1 Year Certificate in Culinary Arts

(Only one intake for this qualification in January)

Learners are continually assessed both on practical and theoretical levels during all courses.

Course Summary: This course covers the knowledge of food preparation and cooking on a skills level. Students will obtain the knowledge of how to prepare and work with ingredients for an entry level in the kitchen.

Practical Industry Placement: November 2020 to the end of January 2021
First 6 months -Every 6 weeks students will be placed in industry related workplaces for two weeks such as Butcheries, Bakeries, and Retail like Pick n Pay and Spar.

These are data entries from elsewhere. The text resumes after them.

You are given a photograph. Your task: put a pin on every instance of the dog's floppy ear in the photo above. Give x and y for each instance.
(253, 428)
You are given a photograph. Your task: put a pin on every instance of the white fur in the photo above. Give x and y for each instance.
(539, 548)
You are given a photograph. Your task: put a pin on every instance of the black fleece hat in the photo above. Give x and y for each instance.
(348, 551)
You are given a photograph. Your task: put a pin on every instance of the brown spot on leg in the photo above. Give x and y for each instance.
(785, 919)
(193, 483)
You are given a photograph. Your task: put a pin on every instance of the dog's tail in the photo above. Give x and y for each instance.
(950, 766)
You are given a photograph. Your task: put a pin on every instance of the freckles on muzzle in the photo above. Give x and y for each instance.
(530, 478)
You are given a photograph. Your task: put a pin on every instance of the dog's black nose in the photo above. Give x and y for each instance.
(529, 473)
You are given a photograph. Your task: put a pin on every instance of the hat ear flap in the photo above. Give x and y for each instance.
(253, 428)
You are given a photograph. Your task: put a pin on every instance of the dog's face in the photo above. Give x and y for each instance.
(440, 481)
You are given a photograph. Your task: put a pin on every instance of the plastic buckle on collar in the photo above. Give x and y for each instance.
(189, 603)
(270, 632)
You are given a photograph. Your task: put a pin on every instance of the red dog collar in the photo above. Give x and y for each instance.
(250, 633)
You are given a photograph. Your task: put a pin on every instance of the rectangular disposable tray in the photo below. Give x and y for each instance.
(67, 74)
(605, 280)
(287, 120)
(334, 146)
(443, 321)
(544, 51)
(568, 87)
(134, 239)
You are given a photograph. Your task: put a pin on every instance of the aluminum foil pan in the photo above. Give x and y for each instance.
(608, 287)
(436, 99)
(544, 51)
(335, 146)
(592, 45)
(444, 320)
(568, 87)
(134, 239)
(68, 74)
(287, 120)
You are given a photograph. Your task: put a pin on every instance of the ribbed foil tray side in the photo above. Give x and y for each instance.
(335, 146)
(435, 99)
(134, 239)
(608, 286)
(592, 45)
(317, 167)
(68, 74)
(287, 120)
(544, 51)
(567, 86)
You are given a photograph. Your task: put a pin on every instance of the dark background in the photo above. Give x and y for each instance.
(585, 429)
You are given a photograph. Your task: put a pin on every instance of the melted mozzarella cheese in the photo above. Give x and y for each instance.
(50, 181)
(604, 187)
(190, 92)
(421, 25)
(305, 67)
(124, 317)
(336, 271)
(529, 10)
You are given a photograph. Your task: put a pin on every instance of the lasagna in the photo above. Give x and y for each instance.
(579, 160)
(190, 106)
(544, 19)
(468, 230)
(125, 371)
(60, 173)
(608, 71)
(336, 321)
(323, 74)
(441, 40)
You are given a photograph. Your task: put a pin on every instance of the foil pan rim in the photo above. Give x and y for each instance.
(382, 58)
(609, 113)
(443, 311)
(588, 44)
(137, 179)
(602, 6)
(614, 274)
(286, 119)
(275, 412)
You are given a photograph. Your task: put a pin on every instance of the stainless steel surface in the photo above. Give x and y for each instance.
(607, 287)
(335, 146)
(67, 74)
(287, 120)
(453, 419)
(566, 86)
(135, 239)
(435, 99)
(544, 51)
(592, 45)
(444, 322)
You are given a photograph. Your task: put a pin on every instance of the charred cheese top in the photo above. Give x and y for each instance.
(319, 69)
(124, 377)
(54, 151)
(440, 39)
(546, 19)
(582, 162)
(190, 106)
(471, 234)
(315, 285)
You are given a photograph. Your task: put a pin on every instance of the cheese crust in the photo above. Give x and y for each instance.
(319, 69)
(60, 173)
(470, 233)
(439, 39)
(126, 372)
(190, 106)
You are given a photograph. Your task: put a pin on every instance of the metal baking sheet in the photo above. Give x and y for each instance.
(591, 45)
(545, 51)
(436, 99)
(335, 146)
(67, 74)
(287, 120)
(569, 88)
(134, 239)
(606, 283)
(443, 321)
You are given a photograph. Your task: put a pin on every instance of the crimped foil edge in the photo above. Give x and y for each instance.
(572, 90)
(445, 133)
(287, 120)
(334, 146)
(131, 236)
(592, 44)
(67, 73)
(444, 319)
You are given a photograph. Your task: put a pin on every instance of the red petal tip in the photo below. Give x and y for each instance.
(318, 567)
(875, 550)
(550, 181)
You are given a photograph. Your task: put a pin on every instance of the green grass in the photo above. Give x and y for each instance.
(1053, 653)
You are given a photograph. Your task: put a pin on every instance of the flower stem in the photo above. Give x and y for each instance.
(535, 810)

Certification: Certificate in Food and Beverage Service (City&Guilds)
Certificate in Food Preparation and Cooking (City&Guilds)

Requirements: Matric

Tuition Overview
  • Introduction to the Catering and Hospitality Industry.
  • Workplace Safety
  • Food Safety
  • Numeracy and Unit Measurements
  • Computer Literacy
  • Environmental Awareness
  • Basic Nutrition and Diets
  • Food Service
  • The Food Production Process
  • Preparation Methods
  • Presentation Methods
  • Basic Food Ingredients
  • Basic Beverages
  • Front of House

FEES
R 75 000(Once-off)

A deposit of R 15 000 payable by registration.
R 78 000(Payment Plan)
A deposit of R15 000 payable by registration, and the balance paid over 10 months at R 6 300 a month.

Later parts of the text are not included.